O novo dia, que nasce belo e deveria ser vivido como se fosse o último, desmorona-se diante das pessoas que já não se encantam mais com a simplicidade das flores, a beleza do sol, o bom dia do idoso, o sorriso tímido de uma criança ou qualquer outra dádiva ofertada gratuitamente pelo Criador, pois o encanto está em vestir a melhor roupa ou o melhor sapato para estar bem aos olhos dos outros. A beleza reside na linda casa nova e decorada, financiada em 360 meses. A gratidão a Deus é somente pelo carro do ano e o brilho dos olhos só surge diante de uma frivolidade ou uma conquista material qualquer.
Onde está o real valor à vida?
Afirmar que as pessoas deveriam mudar é muito simples, eu sei. Eu também preciso mudar, no entanto a realidade está aí, muitas vezes até de forma sensacionalista, estampada em todos os veículos de comunicação. Vivo em uma sociedade capitalista, onde o princípio mais importante é, infelizmente, o lucro, o dinheiro. A concorrência, o consumismo, os novos mercados, necessidades e o poder aquisitivo, entre outros, são fatores que se relacionam e originam o grave conflito: apropriação da riqueza nas mãos de alguns versus a socialização da pobreza.
Mas e aí? Como relacionar esse conflito à crise interior a qual me refiro lá em cima? Está evidente! As pessoas vivem em crise porque não tem os melhores bens materiais, porque não podem ter a vida que o amigo virtual ostenta nas redes sociais. Elas estão condicionadas ao que veem na TV e às regras mal determinadas pela sociedade. Sonhos da casa da novela, do carro zero O km, das viagens, do emprego e do salário tanto ambicionados, dos corpos perfeitos, parecem nunca se concretizarem. Daí surge a insatisfação, a tristeza, as angústias. É um sentimento de frustração constante.
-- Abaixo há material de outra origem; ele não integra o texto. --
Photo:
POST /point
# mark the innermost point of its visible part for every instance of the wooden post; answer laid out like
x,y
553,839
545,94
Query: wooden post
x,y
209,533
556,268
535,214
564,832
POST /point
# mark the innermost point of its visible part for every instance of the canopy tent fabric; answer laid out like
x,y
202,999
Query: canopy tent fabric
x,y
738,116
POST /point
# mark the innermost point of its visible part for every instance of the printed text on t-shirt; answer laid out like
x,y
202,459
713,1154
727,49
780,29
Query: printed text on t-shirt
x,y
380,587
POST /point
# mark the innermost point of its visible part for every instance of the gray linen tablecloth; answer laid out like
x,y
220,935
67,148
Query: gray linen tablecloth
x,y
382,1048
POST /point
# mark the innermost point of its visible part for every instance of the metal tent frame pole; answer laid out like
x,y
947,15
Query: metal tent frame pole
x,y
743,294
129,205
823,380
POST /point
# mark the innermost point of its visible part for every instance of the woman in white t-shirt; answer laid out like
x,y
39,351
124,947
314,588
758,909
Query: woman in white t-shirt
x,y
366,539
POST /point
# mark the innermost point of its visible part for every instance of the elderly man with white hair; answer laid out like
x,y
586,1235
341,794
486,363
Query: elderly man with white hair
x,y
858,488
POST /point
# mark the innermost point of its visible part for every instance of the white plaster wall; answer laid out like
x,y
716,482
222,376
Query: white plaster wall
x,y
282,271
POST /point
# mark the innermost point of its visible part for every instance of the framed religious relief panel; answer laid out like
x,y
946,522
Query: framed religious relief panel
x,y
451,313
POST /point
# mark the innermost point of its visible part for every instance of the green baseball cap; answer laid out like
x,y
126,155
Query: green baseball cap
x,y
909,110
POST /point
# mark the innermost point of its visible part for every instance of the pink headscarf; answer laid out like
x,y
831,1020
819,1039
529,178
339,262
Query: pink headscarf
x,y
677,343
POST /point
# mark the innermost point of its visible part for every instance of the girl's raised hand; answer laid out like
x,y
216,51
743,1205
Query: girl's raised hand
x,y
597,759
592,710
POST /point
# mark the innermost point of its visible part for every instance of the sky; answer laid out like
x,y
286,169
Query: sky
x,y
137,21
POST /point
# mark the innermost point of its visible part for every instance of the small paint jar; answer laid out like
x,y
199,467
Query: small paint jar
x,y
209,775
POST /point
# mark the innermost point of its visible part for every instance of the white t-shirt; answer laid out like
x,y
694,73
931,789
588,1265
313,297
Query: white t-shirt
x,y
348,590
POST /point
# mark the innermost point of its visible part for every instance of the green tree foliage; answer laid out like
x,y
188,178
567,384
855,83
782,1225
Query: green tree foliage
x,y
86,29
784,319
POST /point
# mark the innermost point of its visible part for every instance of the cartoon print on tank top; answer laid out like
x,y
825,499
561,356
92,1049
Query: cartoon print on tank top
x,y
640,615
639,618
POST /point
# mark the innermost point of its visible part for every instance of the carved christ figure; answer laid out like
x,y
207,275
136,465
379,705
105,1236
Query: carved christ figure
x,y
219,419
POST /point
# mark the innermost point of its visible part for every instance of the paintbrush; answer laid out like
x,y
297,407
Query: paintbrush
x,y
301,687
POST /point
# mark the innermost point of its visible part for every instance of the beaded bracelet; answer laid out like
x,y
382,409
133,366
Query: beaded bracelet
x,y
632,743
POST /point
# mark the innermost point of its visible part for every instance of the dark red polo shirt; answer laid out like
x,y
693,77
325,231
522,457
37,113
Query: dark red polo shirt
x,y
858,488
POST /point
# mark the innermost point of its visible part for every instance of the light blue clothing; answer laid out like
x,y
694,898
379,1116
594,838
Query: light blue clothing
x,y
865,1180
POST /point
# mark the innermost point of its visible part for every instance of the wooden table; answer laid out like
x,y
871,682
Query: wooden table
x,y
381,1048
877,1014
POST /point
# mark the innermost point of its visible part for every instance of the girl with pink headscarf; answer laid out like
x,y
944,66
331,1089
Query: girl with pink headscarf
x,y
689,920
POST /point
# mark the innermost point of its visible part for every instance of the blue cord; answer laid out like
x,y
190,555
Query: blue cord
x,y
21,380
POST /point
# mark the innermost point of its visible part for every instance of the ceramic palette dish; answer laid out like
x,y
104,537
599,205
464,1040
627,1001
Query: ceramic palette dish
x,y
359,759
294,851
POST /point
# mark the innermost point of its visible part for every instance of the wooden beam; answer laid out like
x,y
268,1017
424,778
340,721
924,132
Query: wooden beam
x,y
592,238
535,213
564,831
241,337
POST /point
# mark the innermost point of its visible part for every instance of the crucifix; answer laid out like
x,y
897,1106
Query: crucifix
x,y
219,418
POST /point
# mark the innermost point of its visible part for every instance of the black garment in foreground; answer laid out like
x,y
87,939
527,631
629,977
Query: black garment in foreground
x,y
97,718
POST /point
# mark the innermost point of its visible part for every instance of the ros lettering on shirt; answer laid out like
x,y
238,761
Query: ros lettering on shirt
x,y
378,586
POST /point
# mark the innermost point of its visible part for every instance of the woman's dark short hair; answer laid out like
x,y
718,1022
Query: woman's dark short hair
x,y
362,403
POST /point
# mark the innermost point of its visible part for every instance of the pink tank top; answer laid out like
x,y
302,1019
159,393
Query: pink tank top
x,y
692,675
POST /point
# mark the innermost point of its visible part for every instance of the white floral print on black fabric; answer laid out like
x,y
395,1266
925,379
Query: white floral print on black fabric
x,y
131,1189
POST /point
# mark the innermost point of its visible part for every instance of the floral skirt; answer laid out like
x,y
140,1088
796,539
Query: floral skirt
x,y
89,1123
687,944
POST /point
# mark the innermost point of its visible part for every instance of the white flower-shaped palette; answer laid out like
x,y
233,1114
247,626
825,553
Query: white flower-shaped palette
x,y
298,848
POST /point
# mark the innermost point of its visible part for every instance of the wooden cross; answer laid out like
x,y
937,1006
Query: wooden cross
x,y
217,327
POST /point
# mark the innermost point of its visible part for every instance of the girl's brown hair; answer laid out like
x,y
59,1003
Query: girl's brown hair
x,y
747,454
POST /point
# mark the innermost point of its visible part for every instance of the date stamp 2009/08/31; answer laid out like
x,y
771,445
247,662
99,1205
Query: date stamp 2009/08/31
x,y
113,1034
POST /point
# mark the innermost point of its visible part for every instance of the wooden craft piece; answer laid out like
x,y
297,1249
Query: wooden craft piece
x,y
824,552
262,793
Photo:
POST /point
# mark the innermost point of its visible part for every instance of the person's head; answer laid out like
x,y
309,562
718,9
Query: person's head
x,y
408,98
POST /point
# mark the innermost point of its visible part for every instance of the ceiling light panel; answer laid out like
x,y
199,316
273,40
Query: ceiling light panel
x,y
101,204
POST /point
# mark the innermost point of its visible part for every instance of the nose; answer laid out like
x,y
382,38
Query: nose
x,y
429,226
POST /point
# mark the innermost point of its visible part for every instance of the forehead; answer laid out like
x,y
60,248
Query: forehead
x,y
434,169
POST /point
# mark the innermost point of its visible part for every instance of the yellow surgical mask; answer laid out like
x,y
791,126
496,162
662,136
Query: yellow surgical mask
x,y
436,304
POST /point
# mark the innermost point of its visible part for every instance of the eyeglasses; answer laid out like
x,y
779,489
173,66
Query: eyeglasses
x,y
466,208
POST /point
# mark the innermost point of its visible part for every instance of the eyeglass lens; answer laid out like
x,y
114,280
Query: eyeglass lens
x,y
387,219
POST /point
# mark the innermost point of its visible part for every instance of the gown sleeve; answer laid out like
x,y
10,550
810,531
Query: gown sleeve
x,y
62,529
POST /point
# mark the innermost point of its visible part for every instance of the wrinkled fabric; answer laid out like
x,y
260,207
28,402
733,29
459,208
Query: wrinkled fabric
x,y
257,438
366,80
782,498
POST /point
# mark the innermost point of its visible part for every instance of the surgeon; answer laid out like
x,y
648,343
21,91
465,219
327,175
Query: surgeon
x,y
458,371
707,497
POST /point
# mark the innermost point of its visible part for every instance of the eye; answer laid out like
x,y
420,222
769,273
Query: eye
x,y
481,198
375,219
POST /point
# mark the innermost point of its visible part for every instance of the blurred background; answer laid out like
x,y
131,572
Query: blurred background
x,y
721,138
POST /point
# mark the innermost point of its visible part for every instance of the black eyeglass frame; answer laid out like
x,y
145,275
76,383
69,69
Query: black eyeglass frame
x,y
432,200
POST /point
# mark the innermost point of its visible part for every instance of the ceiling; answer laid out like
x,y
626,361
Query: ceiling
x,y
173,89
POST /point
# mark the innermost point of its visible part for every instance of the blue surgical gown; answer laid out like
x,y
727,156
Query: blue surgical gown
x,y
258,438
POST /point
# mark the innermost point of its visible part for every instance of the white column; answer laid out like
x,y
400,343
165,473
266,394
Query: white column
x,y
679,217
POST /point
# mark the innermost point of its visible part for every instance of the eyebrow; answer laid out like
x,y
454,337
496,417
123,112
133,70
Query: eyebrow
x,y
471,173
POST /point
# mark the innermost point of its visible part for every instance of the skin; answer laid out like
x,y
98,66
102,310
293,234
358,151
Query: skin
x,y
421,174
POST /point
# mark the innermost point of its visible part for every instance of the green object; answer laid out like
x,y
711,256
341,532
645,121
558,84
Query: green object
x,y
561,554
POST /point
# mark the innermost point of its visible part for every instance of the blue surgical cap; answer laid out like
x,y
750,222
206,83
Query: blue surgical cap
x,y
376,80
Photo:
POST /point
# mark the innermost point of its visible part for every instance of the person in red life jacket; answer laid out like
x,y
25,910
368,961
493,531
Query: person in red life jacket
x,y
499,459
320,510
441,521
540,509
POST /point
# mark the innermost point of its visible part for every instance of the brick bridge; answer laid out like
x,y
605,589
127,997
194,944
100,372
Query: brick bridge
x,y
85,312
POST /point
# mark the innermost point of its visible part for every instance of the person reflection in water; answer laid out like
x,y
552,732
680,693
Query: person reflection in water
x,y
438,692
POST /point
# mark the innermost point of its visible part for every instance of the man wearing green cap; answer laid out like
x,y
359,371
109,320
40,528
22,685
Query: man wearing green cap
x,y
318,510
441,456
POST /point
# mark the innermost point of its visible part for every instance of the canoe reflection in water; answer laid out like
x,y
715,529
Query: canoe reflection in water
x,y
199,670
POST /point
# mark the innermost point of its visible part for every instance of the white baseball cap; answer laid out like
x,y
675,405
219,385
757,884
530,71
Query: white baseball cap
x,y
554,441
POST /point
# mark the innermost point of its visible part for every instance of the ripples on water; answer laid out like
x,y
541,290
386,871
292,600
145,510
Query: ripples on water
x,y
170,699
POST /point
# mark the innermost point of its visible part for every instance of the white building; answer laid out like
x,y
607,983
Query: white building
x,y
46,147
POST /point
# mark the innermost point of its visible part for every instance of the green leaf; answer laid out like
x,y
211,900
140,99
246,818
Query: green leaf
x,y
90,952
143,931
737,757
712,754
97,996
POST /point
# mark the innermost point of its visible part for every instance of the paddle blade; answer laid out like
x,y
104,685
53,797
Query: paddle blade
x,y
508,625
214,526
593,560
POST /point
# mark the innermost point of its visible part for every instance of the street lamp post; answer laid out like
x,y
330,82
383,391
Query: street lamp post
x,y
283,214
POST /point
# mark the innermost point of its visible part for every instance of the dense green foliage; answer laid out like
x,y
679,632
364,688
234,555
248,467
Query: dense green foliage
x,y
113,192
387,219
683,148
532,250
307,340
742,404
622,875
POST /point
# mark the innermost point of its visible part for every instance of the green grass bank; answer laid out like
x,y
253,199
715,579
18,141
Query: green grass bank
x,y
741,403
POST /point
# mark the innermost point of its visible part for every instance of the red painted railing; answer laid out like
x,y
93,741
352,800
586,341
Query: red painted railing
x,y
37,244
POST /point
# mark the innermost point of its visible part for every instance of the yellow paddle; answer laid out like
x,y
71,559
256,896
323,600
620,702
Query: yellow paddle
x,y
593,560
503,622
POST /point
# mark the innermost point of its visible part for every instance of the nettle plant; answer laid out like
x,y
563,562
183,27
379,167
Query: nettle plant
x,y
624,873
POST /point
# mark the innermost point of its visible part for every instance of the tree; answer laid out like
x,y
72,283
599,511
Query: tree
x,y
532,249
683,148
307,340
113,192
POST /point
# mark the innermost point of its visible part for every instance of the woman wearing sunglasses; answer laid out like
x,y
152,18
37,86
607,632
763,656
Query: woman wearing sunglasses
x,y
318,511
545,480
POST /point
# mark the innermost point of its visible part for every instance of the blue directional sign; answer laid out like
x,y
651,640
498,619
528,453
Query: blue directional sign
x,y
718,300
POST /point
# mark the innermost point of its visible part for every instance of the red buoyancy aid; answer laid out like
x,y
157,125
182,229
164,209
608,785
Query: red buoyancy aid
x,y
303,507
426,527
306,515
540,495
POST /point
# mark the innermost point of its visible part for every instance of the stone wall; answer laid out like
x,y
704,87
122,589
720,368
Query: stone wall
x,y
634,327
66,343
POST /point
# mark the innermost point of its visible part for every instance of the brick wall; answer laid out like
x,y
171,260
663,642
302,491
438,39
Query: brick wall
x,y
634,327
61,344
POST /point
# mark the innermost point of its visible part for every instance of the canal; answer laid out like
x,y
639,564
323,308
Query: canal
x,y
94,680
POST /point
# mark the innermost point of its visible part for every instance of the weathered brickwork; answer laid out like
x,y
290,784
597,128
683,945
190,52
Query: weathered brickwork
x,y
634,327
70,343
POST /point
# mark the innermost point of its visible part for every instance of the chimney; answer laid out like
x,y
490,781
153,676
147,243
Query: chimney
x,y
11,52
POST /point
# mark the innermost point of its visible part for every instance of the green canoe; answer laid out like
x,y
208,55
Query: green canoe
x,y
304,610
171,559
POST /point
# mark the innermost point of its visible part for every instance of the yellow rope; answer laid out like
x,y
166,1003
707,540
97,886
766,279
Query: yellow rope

Ficam tão focados no “eu preciso ter” que limitam a vida e se esquecem de algo importante: agradecer pela vida que lhes permitem acordar todos os dias para lutar – ou pelo menos tentar.
Então, será realmente que riqueza traz a felicidade? Analisando o mundinho que me cerca, para alguns, eu creio que sim. Aliás, penso que essa felicidade seja parcial, pois por trás da vanglória exagerada, tem ali uma dor disfarçada, uma alegria simulada, um sorriso fingido ou uma solidão triste acobertada.
Há poucos meses ganhei um livro de autoajuda, desses que são, de forma desprezível, criticados. Chegou em um momento oportuno da minha vida. Não diria que estava em crise, mas estava com a alma adoecida. Adoecida por eu estar com pensamentos ruins, ansiosa e muito desanimada com a atitude das pessoas que me cercam, além da minha sempre presente inconformidade pela incapacidade de mudar o mundo. Percebi que tudo o que estava ali escrito bastaria ser aplicado para que vivêssemos em uma sociedade melhor e mais pacífica. Paz que começaria no interior de cada um a partir da extinção de atitudes de mesquinhez, ingratidão. A cura da cegueira branca, tão bem expressa em Saramago como a cegueira social, seria, do mesmo modo, um caminho para a dissolução da subversão entre os homens, penso eu. Representaria a amortização de tanta ostentação, iniquidade e espantosa frieza, assim como, e de forma consequente, a recuperação da ética social, da dignidade humana e da nossa moral.
Ainda confio em um mundo mais humano, em que as pessoas sairão da “crise mundial interna” e aprenderão a aplicar o amor, o perdão, o respeito, a humildade e tantos outros valores ofuscados pela sociedade.